L’albero di ciliegio con la sua maestosa bellezza, ingentilisce le aspre e ruvide terrazze in pietra lavica: in primavera pieno di generosi e candidi boccioli fiorali e in estate carico di purpurei frutti, il cui gusto prende il sopravvento sui piaceri della vista. È in questo momento che i “cirasi dell’Etna” vengono con cura raccolti ed “offerti” sull’uscio di casa dagli orgogliosi coltivatori- venditori agli immancabili buongustai in visita fuori porta. Tra le tante varietà, quali ad esempio la Napoleona di origine francese e la Napoletana, qui si tiene a mantenere le vecchie cultivar locali come la tanto ricercata “Mastrantoni” o “Donn’Antoni”; questa ciliegia è infatti tipica del massiccio etneo essendo stata originata, intorno alla metà del 1800, da una pianta nata spontaneamente in un’azienda in agro di Trecastagni, a pochi chilometri da Ragalna, appartenuta a Don Antonio Gangemi, da cui prende il nome. La ciliegia tipica di Ragalna si contraddistingue per il sapore e per la maturazione tardiva, che avviene quindi in un epoca in cui il mercato non offre grandi quantitativi di questi prelibati frutti.
Le notizie sull’utilizzo della ciliegia in cucina risalgono al 1500; nella preparazione di stufati, pasticci, intingoli, crostate e addirittura vino di ciliegie. Oggi il frutto è consumato sia allo stato fresco che trasformato in marmellate e destinati alla pasticceria. La vita dura, intemperie e contat­to con la natura caratterizzano la vita dei "picurari". L'arte della caseificazione pare sia approdata in Europa proprio dalla Sicilia, dove da tempo immemo­rabile viene sempre prodotto il nostro pecorino sicilia­no. Questo è un formaggio a pasta dura, prodotto con latte crudo intero di pecora.

La forma è cilindrica; la crosta sottile è bianco-giallo­gnola se fresco, giallo-ambrata se stagionato; la super­ficie ha la forma del canestro di giunco ('Fascedda") che determina una particolare modellatura rugosa.
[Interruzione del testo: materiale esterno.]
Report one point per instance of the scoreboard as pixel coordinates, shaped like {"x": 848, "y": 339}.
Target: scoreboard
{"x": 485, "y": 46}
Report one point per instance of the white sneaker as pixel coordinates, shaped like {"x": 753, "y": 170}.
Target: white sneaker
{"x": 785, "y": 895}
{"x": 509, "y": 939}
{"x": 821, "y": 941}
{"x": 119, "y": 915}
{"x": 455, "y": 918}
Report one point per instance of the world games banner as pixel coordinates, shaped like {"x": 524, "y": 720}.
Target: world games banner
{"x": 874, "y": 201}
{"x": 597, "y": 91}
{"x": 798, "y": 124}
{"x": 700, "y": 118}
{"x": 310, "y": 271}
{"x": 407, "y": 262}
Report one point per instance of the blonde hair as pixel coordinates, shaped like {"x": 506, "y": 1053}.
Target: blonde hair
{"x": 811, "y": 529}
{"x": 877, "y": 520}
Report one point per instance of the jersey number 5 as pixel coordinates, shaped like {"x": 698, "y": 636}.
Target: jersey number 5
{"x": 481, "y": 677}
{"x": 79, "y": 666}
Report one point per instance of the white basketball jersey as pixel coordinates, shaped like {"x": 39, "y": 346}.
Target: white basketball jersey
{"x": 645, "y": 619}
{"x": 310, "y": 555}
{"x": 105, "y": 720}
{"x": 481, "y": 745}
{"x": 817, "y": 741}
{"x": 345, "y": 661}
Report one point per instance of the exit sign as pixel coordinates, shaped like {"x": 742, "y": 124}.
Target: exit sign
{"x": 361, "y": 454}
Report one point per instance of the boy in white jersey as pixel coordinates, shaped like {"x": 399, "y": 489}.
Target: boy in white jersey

Il sapore è piccante e sapido, l'odore è invece pungen­te ma gradevole; tutte queste caratteristiche sono esal­tate notevolmente dalla stagionatura.
Il  pecorino siciliano ha ricevuto la Denominazione d'Origine Protetta con il Regolamento CEE n. 1107 del 12 giugno 1996 e si può produrre in tutto il territorio regionale. Nel territorio di Ragalna la produzione di questo formaggio viene effettuata dagli allevatori diret­tamente in azienda utilizzando esclusivamente del buon latte ottenuto da greggi che pascolano nell'ambiente montano.

Pochi alimenti ancorano in maniera quasi ancestrale l'uomo alla sua terra. Tra questi il pane casereccio che con il suo odore e sapore fissa indelebilmente i contorni di una civiltà rurale ormai mero ricordo per i più.
Il pane casereccio viene prodotto nei numerosi forni distribuiti in tutto il territorio comunale, ma non è raro trovare le "massaie" che ancora oggi producono il pane in casa per 1'utilizzo familiare.